On Wed, 03 Feb 2010 19:05:42 -0800, Carl Worth <cworth at cworth.org> wrote:
> I want to maintain a branch myself, (where I'm the only person pushing
> to the branch). [This is different than what I've done with the cairo
> repository where we have all core maintainer's pushing to a central
> repository. I'm intentionally trying something new here.]

Just my 2 cents here, but I fully support the idea of perusing a fully
distributed development model.  I have been using it on other projects I
work on and it works great.

> Obviously, that branch that I maintain is currently called "master", but
> I wouldn't mind (and might actually prefer) to have it be called
> "~cworth" or so. Though we have the problem that we need "master" to
> point to *something*.

There's really no need to do that.  For others developers, they would
just add your repo as a "remote", which would presumably be named
something like "cworth".  Then in the developers repo your master branch
would be named "cworth/master".

With a crew of developers, A, B, C, etc., each one would add the others
as remotes, and their branches would be visible under their remotes, ie:

C at host:~$ git branch -a

> Beyond that, I'm quite happy to have any number of branches similarly
> maintained by any other individuals. I want to get things setup so that
> those will be hosted and listed alongside my branch on
> notmuchmail.org. And I'll be happy to accept pull requests from
> people. I expect to find people naturally gravitating to "ownership" or
> particular portions of the code, where I will gain a lot of trust for
> particular maintainers over the code they own.
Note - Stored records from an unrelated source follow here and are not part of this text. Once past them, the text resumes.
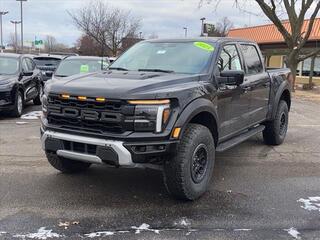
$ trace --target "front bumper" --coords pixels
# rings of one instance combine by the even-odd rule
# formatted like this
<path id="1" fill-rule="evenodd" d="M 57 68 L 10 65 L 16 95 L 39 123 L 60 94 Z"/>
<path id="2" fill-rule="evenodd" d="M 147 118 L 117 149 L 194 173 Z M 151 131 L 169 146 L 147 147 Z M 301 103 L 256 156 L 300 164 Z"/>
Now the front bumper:
<path id="1" fill-rule="evenodd" d="M 42 148 L 70 160 L 117 167 L 140 167 L 159 163 L 174 152 L 177 142 L 130 142 L 44 131 L 41 128 Z"/>

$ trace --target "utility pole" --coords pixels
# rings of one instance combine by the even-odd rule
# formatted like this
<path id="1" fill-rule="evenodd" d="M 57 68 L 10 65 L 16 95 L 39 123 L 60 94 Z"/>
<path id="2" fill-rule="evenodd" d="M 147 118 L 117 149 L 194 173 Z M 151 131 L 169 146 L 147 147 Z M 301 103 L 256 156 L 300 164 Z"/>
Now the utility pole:
<path id="1" fill-rule="evenodd" d="M 203 34 L 203 26 L 204 26 L 204 20 L 206 20 L 206 18 L 205 17 L 203 17 L 203 18 L 200 18 L 200 21 L 201 21 L 201 37 L 203 37 L 204 36 L 204 34 Z"/>
<path id="2" fill-rule="evenodd" d="M 20 22 L 21 22 L 21 53 L 23 53 L 23 7 L 22 3 L 26 2 L 27 0 L 16 0 L 20 2 Z"/>
<path id="3" fill-rule="evenodd" d="M 14 44 L 16 48 L 16 53 L 18 52 L 18 33 L 17 33 L 17 25 L 21 23 L 21 21 L 10 21 L 14 24 Z"/>
<path id="4" fill-rule="evenodd" d="M 8 13 L 8 11 L 0 12 L 1 52 L 3 52 L 2 16 L 6 15 L 7 13 Z"/>
<path id="5" fill-rule="evenodd" d="M 188 28 L 184 27 L 184 37 L 187 38 L 188 37 Z"/>

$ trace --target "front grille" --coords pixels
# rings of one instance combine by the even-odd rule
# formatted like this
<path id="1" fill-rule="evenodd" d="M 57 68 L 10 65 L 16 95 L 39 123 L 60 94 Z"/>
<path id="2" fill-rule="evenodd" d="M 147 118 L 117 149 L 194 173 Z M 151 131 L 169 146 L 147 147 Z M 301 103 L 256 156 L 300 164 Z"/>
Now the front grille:
<path id="1" fill-rule="evenodd" d="M 94 98 L 80 101 L 72 96 L 62 99 L 59 95 L 50 95 L 47 108 L 48 123 L 60 128 L 97 134 L 133 130 L 134 108 L 125 101 L 107 100 L 101 103 Z"/>

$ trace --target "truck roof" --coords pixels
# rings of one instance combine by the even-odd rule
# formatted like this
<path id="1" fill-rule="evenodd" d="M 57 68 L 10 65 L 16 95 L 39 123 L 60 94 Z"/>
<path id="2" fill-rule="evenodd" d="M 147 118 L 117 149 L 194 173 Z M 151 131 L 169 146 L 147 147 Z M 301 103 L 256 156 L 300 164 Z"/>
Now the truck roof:
<path id="1" fill-rule="evenodd" d="M 223 42 L 247 42 L 255 43 L 248 39 L 231 38 L 231 37 L 198 37 L 198 38 L 168 38 L 168 39 L 151 39 L 145 40 L 146 42 L 212 42 L 212 43 L 223 43 Z"/>

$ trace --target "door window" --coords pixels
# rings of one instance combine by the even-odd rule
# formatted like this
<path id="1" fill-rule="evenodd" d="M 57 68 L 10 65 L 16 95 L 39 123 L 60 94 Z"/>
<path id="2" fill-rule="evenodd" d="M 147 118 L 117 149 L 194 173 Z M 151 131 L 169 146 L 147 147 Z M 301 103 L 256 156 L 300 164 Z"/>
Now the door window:
<path id="1" fill-rule="evenodd" d="M 35 68 L 35 64 L 33 63 L 33 61 L 30 58 L 26 58 L 26 61 L 27 61 L 28 70 L 30 72 L 33 71 Z"/>
<path id="2" fill-rule="evenodd" d="M 254 45 L 242 44 L 243 57 L 247 64 L 248 75 L 263 72 L 262 62 Z"/>
<path id="3" fill-rule="evenodd" d="M 226 45 L 222 48 L 218 67 L 220 72 L 224 70 L 242 70 L 239 53 L 235 45 Z"/>

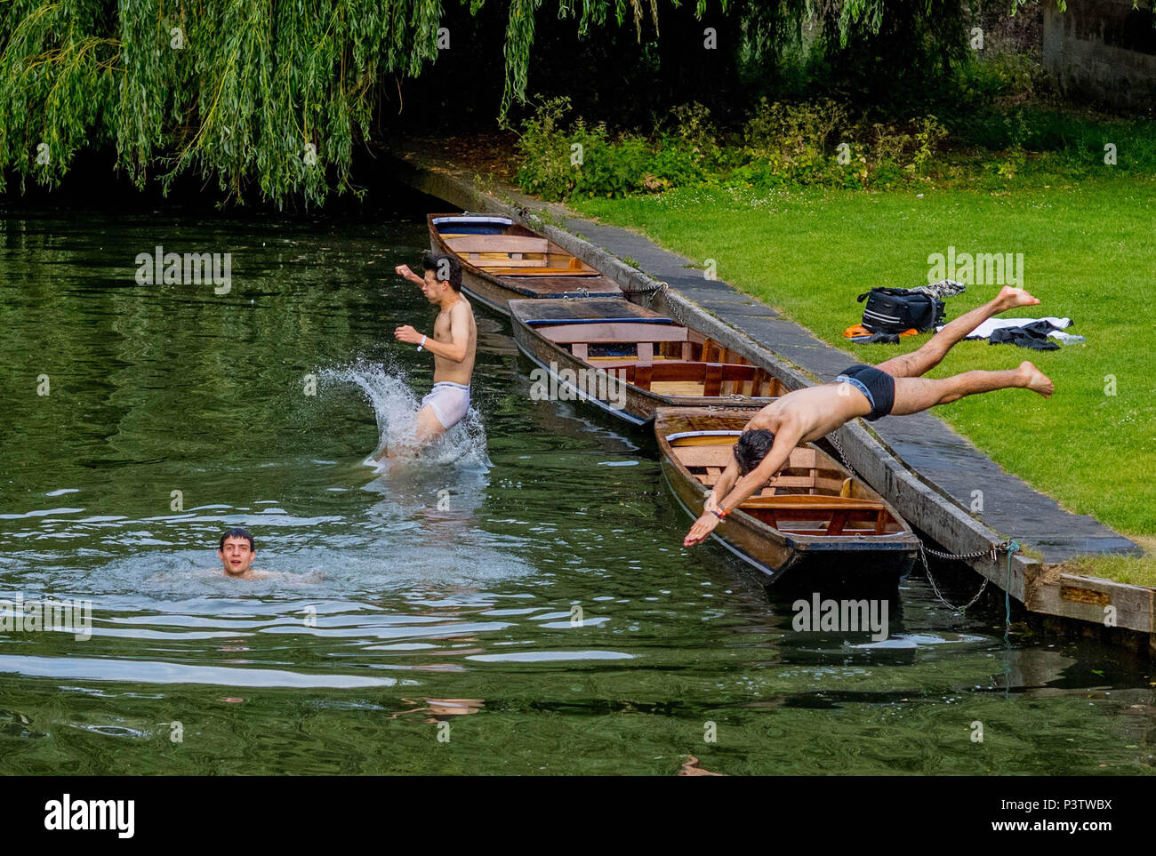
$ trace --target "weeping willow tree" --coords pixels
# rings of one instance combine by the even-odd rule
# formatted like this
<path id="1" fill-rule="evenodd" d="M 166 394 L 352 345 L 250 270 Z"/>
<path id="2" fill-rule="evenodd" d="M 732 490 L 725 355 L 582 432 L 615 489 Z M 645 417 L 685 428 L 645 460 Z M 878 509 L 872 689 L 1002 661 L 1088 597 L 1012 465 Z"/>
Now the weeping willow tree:
<path id="1" fill-rule="evenodd" d="M 491 7 L 498 0 L 491 0 Z M 707 0 L 695 2 L 698 15 Z M 679 6 L 677 0 L 664 0 Z M 727 14 L 736 0 L 718 0 Z M 658 29 L 659 0 L 558 0 L 579 35 L 609 23 Z M 810 0 L 739 2 L 808 16 Z M 470 15 L 484 0 L 462 0 Z M 526 95 L 543 0 L 507 0 L 499 114 Z M 840 30 L 877 29 L 883 0 L 821 2 Z M 497 9 L 503 12 L 503 9 Z M 227 198 L 259 189 L 320 204 L 354 189 L 383 88 L 436 61 L 440 0 L 7 0 L 0 5 L 0 191 L 17 176 L 55 186 L 79 151 L 168 192 L 191 173 Z M 765 13 L 751 38 L 780 38 Z M 660 38 L 660 35 L 658 36 Z M 481 68 L 480 73 L 489 73 Z"/>

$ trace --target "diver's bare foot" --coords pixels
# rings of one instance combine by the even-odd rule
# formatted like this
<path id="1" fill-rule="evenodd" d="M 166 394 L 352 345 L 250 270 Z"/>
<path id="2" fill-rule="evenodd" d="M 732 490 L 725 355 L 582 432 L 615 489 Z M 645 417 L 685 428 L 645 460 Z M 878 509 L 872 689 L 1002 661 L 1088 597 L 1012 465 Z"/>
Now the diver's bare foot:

I think this is the right idea.

I think the problem we've been having recently is that we have bit of a
patch backlog due to circumstances of Carl's travel.  This is an issue
because the project is new and people are eager to see their
contributions in place.  I'm sure Carl will get to them as fast as he
can.  Once the project becomes more mature and other developers are
vetting patches, then their branches can take over as "master" in the
absence of an outdated canonical master.